Man, I gotta tellya, that skirt whupped my butt. The skirt on the extant gown is cut as a full circle. I tried for days to figure out how to do that with the two remaining curtain panels I had, but I just couldn't make it work. In the end, I went with a panel-and-gore skirt, to make the best use of the fabric I had. It means that the skirt isn't as full as I'd have liked, but it still looks and moves great (it's far fuller than it looks in the pics; my dress dummy is perched on the edge of the table, and some of the skirt had to be wadded up underneath it to make it look like it was standing up. I reeeeally need to get around to building a stand for it!)
The skirt is pleated onto a hidden waistband attached underneath and behind the lower edge of the bodice...
|I wrapped the red printed linen drapery fabric around a core of white upholstery|
canvas, for stiffness and strength - the skirt is reeeally heavy!
There's a split in the front of the skirt - I'd originally wanted to conceal the waistband closure inside a deep pleat, but I didn't have enough fabric to pleat the skirt as fully as I'd wanted to. So I split the front, and edged it in a narrow bias tape; the split sits pretty flat, and is completely hidden by the black belt when I have it on.

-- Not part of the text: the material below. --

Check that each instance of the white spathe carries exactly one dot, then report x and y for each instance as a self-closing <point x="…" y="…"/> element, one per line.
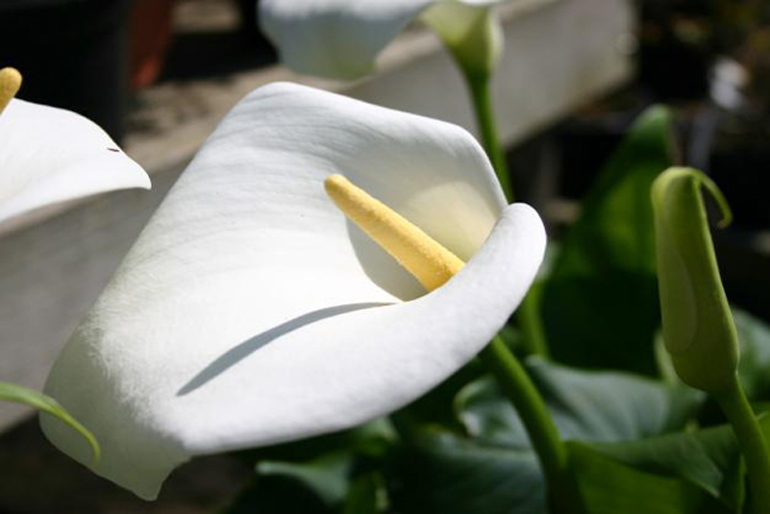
<point x="249" y="312"/>
<point x="342" y="38"/>
<point x="50" y="155"/>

|Too much/too thick fabric for pins? Bobby pins. Thanks, Pinterest!|
All in all, though, I really like the way the dress came out. It fits perfectly, and though it's heavy, it moves well, and is really comfortable.
- I ended up not lining the skirt. This dress is heavy enough, I didn't want to add any more weight to it. I also didn't want to add yet another layer to the three I'll already be wearing at the event...which is indoors.
- I added a 3" trim of red upholstery velvet to the bottom of the entire skirt, to soften the lower edge and echo the wide, red silk trim on the neckline and sleeve cuffs.